I would argue the opposite. Vermintide 2 employs this exact thing and it’s been working pretty well - it actually does punish people who get blocked a lot by other people, and if you’re being blocked by a ton of people, there’s probably more than just “skill issue” and “you’re not running meta” going on. You do get sweaty people who block non-sweaty people, yeah, but it’s not hampering the community of the game in the slightest - and that game is waaaaaay smaller in size than something like Helldivers where you can get blocked by a ton of people and still play with other people due to the sheer size of the playerbase.
My response to this is to mention how Xbox Live worked back in the early days of the Xbox 360, which had the Account Reputation System which basically was something similar but worked across multiple games that supported it.
Very skilled players or sweatys were being blocked and reported by a lot of unskilled players or non-sweatys, and because of that their Xbox account reputation was low. This caused very skilled players to have difficulty finding a match in matchmaking games, in some cases still searching for other players for more than two or three hours. Back then blocking a player blocked both their ability to message/invite/etc you as well as blocking them from being able to match with you in online games. The Xbox 360 had a monumental playerbase, especially in games like Halo 3 or Call of Duty Modern Warfare. Thats why it can still remain a problem. While Helldivers 2 is a PvE cooperative game, there is no reason that skilled players or meta players need to necessarily be so severely punished for playing the game in the way they like to play.
Its an issue where you basically have to create Competitve and Casual queues, and hide them from the players and automatically put them into the right queue based on the way they play the game for a few qualifying matches. The issue with this approach is if a player is inconsistent, or if an account is shared with multiple people, or if a player is a rare case of being a bit in both categories I mentioned previously.
Regarding your point on not being able to be matched up against blocked players:
I would argue the opposite. Vermintide 2 employs this exact thing and it’s been working pretty well - it actually does punish people who get blocked a lot by other people, and if you’re being blocked by a ton of people, there’s probably more than just “skill issue” and “you’re not running meta” going on.

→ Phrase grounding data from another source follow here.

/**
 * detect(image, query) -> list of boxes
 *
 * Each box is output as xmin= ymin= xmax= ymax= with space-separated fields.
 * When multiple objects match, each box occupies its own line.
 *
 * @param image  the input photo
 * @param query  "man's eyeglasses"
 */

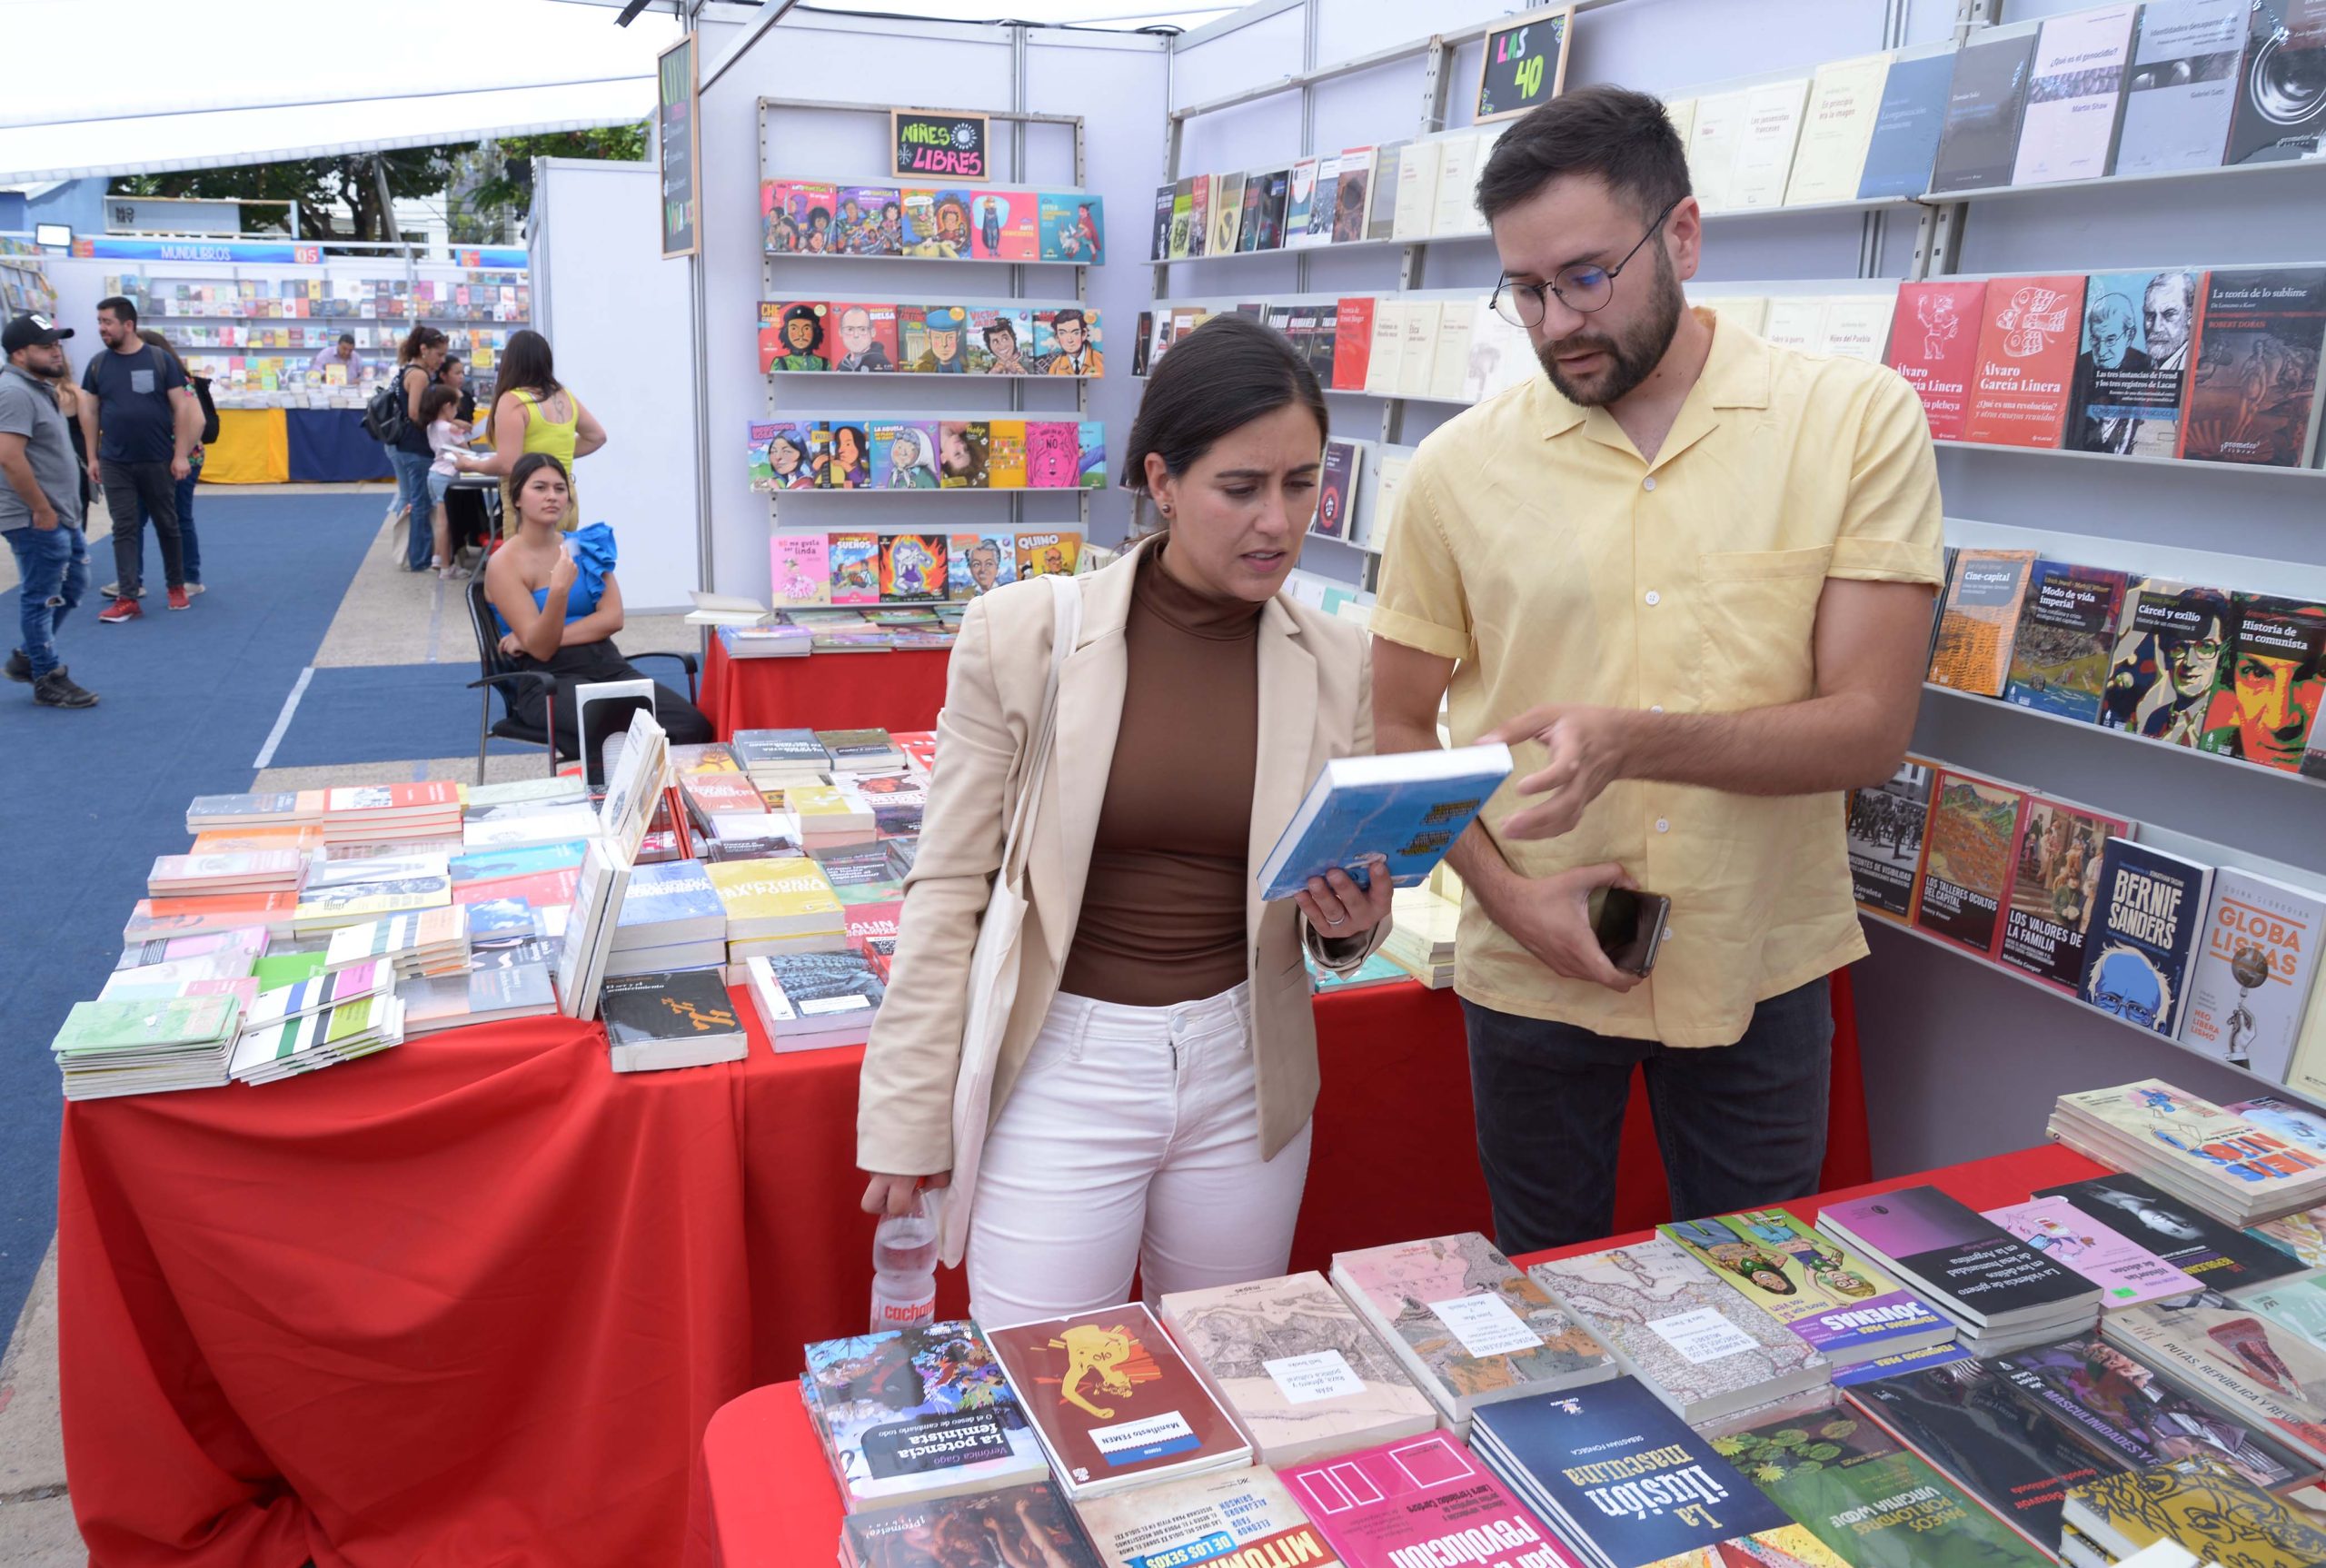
xmin=1491 ymin=197 xmax=1684 ymax=328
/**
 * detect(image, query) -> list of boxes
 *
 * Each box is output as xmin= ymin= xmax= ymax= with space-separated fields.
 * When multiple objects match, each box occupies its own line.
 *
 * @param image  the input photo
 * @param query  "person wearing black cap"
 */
xmin=0 ymin=313 xmax=97 ymax=707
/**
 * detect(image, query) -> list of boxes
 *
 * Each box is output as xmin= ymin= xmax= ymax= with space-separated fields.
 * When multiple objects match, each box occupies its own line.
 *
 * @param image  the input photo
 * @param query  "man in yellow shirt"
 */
xmin=1371 ymin=86 xmax=1943 ymax=1251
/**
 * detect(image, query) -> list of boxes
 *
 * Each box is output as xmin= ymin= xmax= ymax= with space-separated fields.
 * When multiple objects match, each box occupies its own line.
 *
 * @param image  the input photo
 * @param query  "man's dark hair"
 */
xmin=96 ymin=294 xmax=138 ymax=325
xmin=1475 ymin=84 xmax=1692 ymax=225
xmin=338 ymin=332 xmax=357 ymax=348
xmin=1119 ymin=313 xmax=1326 ymax=496
xmin=1051 ymin=307 xmax=1087 ymax=331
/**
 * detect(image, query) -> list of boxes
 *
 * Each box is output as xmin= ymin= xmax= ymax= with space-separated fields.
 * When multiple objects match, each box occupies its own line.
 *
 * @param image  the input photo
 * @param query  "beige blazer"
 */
xmin=857 ymin=535 xmax=1384 ymax=1176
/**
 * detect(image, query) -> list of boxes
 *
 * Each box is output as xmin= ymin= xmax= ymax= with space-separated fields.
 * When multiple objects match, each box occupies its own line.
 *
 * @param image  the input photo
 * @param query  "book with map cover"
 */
xmin=1328 ymin=1233 xmax=1616 ymax=1430
xmin=1158 ymin=1272 xmax=1435 ymax=1467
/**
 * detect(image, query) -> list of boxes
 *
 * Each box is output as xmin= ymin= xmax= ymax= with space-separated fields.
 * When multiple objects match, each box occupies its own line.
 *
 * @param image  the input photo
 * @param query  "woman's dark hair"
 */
xmin=1476 ymin=84 xmax=1691 ymax=226
xmin=1119 ymin=313 xmax=1326 ymax=496
xmin=498 ymin=329 xmax=561 ymax=397
xmin=510 ymin=451 xmax=570 ymax=498
xmin=399 ymin=324 xmax=448 ymax=364
xmin=418 ymin=383 xmax=460 ymax=423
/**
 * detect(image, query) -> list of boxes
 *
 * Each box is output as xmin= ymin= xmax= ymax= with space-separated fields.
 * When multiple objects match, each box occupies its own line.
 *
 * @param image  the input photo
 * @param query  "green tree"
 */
xmin=114 ymin=148 xmax=452 ymax=243
xmin=461 ymin=124 xmax=651 ymax=219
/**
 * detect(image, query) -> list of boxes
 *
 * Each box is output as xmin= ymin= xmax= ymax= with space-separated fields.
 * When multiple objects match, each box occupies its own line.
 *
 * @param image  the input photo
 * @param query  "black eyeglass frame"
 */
xmin=1491 ymin=195 xmax=1685 ymax=326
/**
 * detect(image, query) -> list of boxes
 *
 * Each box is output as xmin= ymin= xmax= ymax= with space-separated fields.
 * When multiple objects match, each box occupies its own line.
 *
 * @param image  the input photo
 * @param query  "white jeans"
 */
xmin=967 ymin=980 xmax=1313 ymax=1328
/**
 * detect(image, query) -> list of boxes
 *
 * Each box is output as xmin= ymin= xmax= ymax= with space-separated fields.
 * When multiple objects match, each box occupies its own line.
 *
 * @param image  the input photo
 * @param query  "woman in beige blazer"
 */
xmin=860 ymin=317 xmax=1393 ymax=1325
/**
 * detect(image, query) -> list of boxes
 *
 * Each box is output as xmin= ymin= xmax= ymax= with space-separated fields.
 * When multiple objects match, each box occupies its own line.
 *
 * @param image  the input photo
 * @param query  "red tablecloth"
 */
xmin=63 ymin=974 xmax=1866 ymax=1567
xmin=688 ymin=1140 xmax=2108 ymax=1568
xmin=699 ymin=640 xmax=951 ymax=739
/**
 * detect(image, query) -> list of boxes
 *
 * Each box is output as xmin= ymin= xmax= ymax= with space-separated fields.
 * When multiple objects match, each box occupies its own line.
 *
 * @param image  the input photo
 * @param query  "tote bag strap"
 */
xmin=995 ymin=575 xmax=1081 ymax=889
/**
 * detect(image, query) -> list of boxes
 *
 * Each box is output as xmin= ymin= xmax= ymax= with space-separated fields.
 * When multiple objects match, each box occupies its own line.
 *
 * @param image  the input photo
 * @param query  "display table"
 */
xmin=686 ymin=1139 xmax=2107 ymax=1568
xmin=62 ymin=976 xmax=1865 ymax=1566
xmin=700 ymin=636 xmax=951 ymax=739
xmin=201 ymin=408 xmax=393 ymax=485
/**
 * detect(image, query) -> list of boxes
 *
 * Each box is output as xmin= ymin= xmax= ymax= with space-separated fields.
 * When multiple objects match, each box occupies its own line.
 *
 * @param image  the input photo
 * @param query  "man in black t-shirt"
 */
xmin=78 ymin=295 xmax=197 ymax=622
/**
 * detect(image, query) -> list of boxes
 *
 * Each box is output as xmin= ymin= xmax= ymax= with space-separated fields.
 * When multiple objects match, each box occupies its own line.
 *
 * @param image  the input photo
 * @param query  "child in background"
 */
xmin=420 ymin=383 xmax=469 ymax=580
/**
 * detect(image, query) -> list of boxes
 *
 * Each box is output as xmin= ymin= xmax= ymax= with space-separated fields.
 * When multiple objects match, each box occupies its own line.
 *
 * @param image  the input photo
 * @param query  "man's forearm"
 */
xmin=1610 ymin=690 xmax=1913 ymax=796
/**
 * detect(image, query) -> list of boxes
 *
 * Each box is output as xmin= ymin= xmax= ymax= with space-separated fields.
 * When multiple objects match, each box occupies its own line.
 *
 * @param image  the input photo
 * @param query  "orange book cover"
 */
xmin=1962 ymin=274 xmax=2085 ymax=448
xmin=1928 ymin=549 xmax=2037 ymax=697
xmin=1910 ymin=769 xmax=2030 ymax=960
xmin=124 ymin=892 xmax=299 ymax=940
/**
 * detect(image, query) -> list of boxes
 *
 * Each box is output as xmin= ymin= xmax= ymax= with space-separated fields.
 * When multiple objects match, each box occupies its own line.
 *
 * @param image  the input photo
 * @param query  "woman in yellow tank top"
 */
xmin=453 ymin=329 xmax=607 ymax=534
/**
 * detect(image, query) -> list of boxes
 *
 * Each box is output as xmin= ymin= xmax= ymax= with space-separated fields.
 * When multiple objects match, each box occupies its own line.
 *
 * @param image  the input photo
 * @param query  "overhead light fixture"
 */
xmin=614 ymin=0 xmax=652 ymax=24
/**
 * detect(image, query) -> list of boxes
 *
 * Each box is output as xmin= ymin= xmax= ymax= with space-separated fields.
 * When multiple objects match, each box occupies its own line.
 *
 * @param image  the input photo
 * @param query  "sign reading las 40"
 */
xmin=891 ymin=110 xmax=989 ymax=179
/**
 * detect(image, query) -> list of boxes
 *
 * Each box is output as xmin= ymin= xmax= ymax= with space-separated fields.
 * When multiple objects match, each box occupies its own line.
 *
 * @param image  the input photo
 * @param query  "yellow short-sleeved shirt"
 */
xmin=1372 ymin=310 xmax=1944 ymax=1047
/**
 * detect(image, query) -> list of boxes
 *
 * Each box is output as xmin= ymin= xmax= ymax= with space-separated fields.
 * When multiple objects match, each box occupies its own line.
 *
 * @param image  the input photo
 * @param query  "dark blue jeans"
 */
xmin=388 ymin=448 xmax=434 ymax=569
xmin=6 ymin=522 xmax=90 ymax=680
xmin=132 ymin=457 xmax=202 ymax=585
xmin=1462 ymin=975 xmax=1834 ymax=1253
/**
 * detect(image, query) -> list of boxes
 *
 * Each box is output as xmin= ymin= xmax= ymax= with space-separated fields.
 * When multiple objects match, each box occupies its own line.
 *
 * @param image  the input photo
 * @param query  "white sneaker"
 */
xmin=183 ymin=582 xmax=206 ymax=597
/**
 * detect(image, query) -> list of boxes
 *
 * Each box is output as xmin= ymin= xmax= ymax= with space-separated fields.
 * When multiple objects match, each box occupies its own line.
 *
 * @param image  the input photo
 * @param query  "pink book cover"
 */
xmin=1279 ymin=1433 xmax=1582 ymax=1568
xmin=1023 ymin=422 xmax=1080 ymax=489
xmin=1981 ymin=1196 xmax=2205 ymax=1309
xmin=1886 ymin=281 xmax=1985 ymax=442
xmin=770 ymin=535 xmax=830 ymax=608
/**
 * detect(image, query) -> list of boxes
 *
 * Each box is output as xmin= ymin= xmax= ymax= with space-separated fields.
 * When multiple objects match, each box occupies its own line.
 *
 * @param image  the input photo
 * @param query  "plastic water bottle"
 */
xmin=870 ymin=1194 xmax=938 ymax=1333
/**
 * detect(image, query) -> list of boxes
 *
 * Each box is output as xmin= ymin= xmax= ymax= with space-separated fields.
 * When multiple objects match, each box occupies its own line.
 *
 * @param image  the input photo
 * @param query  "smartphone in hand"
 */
xmin=1589 ymin=886 xmax=1671 ymax=977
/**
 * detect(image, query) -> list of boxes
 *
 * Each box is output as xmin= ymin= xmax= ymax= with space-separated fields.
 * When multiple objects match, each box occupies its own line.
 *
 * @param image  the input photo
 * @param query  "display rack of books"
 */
xmin=98 ymin=263 xmax=530 ymax=409
xmin=759 ymin=99 xmax=1100 ymax=595
xmin=0 ymin=239 xmax=56 ymax=318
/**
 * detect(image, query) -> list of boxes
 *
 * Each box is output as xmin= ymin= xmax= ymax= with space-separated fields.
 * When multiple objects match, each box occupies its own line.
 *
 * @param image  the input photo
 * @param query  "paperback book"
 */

You do get sweaty people who block non-sweaty people, yeah, but it’s not hampering the community of the game in the slightest - and that game is waaaaaay smaller in size than something like Helldivers where you can get blocked by a ton of people and still play with other people due to the sheer size of the playerbase.
My response to this is to mention how Xbox Live worked back in the early days of the Xbox 360, which had the Account Reputation System which basically was something similar but worked across multiple games that supported it.
Very skilled players or sweatys were being blocked and reported by a lot of unskilled players or non-sweatys, and because of that their Xbox account reputation was low. This caused very skilled players to have difficulty finding a match in matchmaking games, in some cases still searching for other players for more than two or three hours. Back then blocking a player blocked both their ability to message/invite/etc you as well as blocking them from being able to match with you in online games. The Xbox 360 had a monumental playerbase, especially in games like Halo 3 or Call of Duty Modern Warfare. Thats why it can still remain a problem. While Helldivers 2 is a PvE cooperative game, there is no reason that skilled players or meta players need to necessarily be so severely punished for playing the game in the way they like to play.
Its an issue where you basically have to create Competitve and Casual queues, and hide them from the players and automatically put them into the right queue based on the way they play the game for a few qualifying matches. The issue with this approach is if a player is inconsistent, or if an account is shared with multiple people, or if a player is a rare case of being a bit in both categories I mentioned previously.